Week of 140721

WLCG Operations Call details

  • At CERN the meeting room is 513 R-068.

  • For remote participation we use the Alcatel system. At 15.00 CE(S)T on Monday and Thursday (by default) do one of the following:
    1. Dial +41227676000 (just 76000 from a CERN office) and enter access code 0119168, or
    2. To have the system call you, click here

  • In case of problems with Alcatel, we will use Vidyo as backup. Instructions can be found here. The SCOD will email the WLCG operations list in case the Vidyo backup should be used.

General Information

  • The SCOD rota for the next few weeks is at ScodRota
  • General information about the WLCG Service can be accessed from the Operations Web

Monday

Attendance:

  • local: Maria Alandes (chair, minutes), Belinda Chan Kwok Cheong (Storage), Maria Dimou (GGUS), Kate Dziedziniewicz-Wojcik (IT-DB), Maarten Litmaath (ALICE), Raja Nandakumar (LHCb), Alberto Rodriguez (Grid&Batch)
  • remote: Sang-Un Ahn (KISTI), Jeremy Coles (GridPP), Michael Ernst (BNL), Lisa Giacchetti (FNAL), Tiju Idiculla (RAL), Kai Leffhalm (ATLAS), Dmitry Nilsen (KIT), Rob Quick (OSG), Rolf Rumler and Emmanouil Vamvakopoulos (IN2P3), Ulf Tigerstedt (NDGF), Matteo Manzali (CNAF)
Experiments round table:

  • ATLAS reports (raw view) -
    • Tier0/1
      • IN2P3: Staging Problem on Sunday, solved GGUS: 107064
      • Taiwan network problem solved: GGUS: 106736, 107052

  • ALICE -
    • NTR

  • LHCb reports (raw view) -
    • MC and User jobs mostly
    • T0:
      • Problem with lbvobox14 (Alarm GGUS:107065). Hardware problem yesterday and machine is still not back in operation. Would really really like to know an ETA for the machine as we are debating what to do with some services which were on the machine. They will need to be moved if the machine is not back today, but it will need a lot of effort (customisation).
      • Continuing problem with lcg-voms2 (GGUS:107014)
      • Awaiting CERN update on GGUS:106434 about open files at CERN with Brazilian proxies. Need to let us know if the fix has been rolled out to production machines also.
    • T1: Problem with transfers from SARA-NCBJ (GGUS:106949 against NCBJ). It is only this channel which is having a problem. All transfers between other destinations for both these sites are fine.
Raja adds for the lbvobox14 problem that it seems CERN IT is waiting for an external technician to fix the HW problem, but so far there are no more news on this. Stefan Roiser is following this up, Maria will contact him after the meeting to see whether something else could be done to speed this up.

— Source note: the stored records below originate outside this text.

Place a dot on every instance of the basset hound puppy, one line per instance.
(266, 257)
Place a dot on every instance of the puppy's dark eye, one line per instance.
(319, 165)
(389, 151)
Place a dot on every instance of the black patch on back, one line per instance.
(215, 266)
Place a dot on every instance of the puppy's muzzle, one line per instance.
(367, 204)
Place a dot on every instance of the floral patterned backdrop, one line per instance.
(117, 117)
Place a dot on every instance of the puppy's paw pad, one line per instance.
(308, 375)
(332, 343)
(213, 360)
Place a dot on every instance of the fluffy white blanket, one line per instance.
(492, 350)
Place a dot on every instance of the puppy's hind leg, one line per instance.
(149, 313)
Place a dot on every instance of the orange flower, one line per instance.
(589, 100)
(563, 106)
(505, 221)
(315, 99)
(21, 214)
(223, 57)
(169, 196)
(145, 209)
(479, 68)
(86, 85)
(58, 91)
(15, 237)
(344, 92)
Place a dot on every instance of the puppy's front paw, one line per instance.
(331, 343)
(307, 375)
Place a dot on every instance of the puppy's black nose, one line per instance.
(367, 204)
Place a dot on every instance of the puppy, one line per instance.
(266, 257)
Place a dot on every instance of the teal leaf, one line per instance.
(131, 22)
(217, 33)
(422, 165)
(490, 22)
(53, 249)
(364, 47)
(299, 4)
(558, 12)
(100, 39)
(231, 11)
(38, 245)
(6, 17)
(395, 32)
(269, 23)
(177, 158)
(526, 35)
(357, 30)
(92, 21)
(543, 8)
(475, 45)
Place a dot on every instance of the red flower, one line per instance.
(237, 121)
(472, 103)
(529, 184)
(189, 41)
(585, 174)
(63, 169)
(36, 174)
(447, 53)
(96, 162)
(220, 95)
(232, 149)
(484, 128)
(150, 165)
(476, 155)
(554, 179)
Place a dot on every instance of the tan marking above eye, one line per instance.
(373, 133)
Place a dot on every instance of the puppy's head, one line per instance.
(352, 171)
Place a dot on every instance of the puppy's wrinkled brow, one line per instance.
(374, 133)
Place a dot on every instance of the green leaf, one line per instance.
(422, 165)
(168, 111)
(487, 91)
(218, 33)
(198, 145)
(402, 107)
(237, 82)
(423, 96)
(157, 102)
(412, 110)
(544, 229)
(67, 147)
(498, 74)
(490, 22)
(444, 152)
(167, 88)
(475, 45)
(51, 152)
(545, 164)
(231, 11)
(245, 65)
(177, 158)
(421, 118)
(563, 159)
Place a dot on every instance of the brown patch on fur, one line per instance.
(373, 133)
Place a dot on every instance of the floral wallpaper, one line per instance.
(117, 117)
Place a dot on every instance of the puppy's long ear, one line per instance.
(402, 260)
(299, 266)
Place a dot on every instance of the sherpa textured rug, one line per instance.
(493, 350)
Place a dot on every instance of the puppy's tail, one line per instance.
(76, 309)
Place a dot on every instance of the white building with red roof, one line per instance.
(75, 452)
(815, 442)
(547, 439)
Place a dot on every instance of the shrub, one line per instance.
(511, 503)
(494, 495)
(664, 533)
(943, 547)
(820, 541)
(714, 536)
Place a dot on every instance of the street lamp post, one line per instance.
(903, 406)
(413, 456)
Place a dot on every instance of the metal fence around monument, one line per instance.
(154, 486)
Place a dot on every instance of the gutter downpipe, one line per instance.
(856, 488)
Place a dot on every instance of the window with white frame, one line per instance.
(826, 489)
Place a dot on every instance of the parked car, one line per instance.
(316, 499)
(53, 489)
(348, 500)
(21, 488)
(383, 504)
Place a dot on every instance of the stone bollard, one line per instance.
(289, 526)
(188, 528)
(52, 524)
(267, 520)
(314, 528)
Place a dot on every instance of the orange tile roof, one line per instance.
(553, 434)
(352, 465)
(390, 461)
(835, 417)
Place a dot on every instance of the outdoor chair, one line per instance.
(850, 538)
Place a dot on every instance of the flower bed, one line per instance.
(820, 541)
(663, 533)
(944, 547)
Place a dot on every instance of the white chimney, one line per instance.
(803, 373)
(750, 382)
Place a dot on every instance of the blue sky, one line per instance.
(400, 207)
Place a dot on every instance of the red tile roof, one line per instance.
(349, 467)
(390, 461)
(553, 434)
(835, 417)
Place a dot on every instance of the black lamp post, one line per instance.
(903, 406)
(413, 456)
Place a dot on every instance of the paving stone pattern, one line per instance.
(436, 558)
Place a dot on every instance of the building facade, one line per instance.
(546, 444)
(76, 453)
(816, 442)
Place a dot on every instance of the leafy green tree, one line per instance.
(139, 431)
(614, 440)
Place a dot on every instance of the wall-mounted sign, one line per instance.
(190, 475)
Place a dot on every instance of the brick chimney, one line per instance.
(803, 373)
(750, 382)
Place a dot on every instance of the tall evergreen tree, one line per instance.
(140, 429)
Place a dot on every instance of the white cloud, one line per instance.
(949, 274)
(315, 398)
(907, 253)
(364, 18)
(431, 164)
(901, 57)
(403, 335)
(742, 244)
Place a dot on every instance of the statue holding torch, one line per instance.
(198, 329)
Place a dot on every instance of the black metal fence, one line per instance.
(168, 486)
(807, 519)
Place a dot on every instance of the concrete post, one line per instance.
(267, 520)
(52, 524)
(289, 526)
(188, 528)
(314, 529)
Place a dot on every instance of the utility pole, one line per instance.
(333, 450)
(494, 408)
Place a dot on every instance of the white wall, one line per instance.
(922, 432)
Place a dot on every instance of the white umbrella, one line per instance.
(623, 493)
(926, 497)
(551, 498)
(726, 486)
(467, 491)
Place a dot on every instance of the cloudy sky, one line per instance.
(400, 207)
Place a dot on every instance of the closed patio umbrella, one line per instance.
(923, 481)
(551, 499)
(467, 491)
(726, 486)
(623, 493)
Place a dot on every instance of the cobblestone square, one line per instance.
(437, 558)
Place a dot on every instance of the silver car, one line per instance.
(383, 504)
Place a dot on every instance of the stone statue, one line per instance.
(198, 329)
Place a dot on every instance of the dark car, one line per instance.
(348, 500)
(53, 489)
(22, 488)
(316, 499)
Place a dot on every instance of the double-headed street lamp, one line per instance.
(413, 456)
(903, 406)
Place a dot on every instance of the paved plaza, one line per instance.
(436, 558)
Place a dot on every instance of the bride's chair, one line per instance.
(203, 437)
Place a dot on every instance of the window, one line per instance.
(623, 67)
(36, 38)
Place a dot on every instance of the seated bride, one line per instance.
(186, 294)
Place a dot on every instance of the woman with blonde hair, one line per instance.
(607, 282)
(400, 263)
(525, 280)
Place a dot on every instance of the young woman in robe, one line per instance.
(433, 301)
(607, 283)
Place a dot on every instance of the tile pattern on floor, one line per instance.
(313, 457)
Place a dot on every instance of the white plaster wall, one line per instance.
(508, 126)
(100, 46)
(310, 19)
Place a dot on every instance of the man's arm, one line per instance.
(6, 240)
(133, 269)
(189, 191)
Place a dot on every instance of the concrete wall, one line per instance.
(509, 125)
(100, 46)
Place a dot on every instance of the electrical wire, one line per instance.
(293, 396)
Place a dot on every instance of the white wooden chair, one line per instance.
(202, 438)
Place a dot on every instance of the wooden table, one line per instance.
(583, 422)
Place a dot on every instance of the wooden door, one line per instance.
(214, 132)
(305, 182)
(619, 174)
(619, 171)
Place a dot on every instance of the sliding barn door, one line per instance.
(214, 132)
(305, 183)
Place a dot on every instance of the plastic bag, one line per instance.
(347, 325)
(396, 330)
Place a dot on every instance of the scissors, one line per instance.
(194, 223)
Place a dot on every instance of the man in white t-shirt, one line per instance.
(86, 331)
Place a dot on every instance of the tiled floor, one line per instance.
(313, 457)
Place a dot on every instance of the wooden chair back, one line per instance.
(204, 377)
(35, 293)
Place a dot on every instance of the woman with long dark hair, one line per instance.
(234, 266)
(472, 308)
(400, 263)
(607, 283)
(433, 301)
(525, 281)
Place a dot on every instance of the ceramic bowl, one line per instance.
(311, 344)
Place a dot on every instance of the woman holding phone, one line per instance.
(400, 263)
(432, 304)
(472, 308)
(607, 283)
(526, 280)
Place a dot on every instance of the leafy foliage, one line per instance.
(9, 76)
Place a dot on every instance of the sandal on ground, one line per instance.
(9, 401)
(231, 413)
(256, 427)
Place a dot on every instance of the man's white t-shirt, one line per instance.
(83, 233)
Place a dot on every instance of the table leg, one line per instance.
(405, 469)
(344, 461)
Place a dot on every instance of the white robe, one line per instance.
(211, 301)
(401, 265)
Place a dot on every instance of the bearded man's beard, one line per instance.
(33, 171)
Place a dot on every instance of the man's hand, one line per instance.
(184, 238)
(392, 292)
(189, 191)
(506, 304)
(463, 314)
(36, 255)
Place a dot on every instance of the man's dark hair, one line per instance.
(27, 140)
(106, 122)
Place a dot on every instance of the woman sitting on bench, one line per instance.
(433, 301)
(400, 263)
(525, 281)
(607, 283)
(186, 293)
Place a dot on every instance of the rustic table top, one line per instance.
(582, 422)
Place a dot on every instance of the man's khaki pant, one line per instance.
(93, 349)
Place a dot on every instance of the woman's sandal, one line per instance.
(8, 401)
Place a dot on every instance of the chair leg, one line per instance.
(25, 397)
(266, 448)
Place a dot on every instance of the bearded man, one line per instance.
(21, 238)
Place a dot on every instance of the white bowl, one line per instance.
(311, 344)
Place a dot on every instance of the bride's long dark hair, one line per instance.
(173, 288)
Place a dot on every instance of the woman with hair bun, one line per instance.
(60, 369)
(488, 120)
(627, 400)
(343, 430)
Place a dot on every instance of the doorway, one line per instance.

Maarten asks whether the LHCb still sees any problems with the Brazilian certificates. Raja explains that brazilian users have now a CERN certificate to workaround this issue, but the problem is still there. Since the problem requires a fix in EOS Maarten suggests to put an update on the ticket asking for the status to the EOS team.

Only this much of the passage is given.